Marmellate, sciroppi, gelati e gelatine sono alcune delle preparazioni che ne esaltano le caratteristiche e permettono al contempo di prolungarne la vita evitandone il prematuro deterioramento. Ottime al naturale, con zucchero e limone, o con panna. Ideali per guarnire dolci e gelati.

Produzione

La fragola è il frutto delle piante del genere Frangaria a cui appartengono molte specie differenti. Ne esistono di selvatiche e coltivate.
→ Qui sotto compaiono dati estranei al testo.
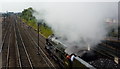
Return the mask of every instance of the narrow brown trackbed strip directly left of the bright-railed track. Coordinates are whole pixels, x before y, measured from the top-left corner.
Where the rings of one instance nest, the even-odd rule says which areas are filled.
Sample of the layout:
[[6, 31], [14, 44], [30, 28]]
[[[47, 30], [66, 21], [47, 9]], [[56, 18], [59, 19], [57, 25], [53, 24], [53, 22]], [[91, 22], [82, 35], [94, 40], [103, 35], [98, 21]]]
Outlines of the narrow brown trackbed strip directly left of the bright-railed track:
[[[11, 20], [13, 22], [13, 20]], [[16, 45], [15, 45], [15, 31], [14, 31], [14, 24], [11, 23], [11, 32], [10, 32], [8, 44], [8, 54], [7, 54], [7, 66], [6, 68], [13, 68], [18, 67], [18, 61], [16, 60]]]

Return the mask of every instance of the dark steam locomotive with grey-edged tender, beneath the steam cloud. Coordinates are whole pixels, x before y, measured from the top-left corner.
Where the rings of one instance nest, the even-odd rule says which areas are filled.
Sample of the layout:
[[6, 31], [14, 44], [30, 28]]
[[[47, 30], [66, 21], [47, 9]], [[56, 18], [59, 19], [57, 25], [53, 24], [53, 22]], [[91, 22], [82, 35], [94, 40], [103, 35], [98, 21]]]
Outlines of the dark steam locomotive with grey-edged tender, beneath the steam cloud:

Il periodo di raccolta varia a seconda del tipo di coltura, se protetta o in pieno campo, della latitudine e della varietà.
Le fragole, pur se considerate frutti dal punto di vista nutrizionale, non lo sono dal punto di vista botanico: i frutti veri e propri, infatti, sono i cosiddetti “acheni”, ossia i semini gialli che si vedono sulla superficie della fragola.
La coltivazione è impegnativa, spesso effettuata ai piedi di aranci o peschi per garantire alla pianta maggiore protezione. La raccolta, tra Aprile e Maggio, è praticata a mano ed è una fase molto delicata per la scarsa resistenza del frutto al calore e agli urti.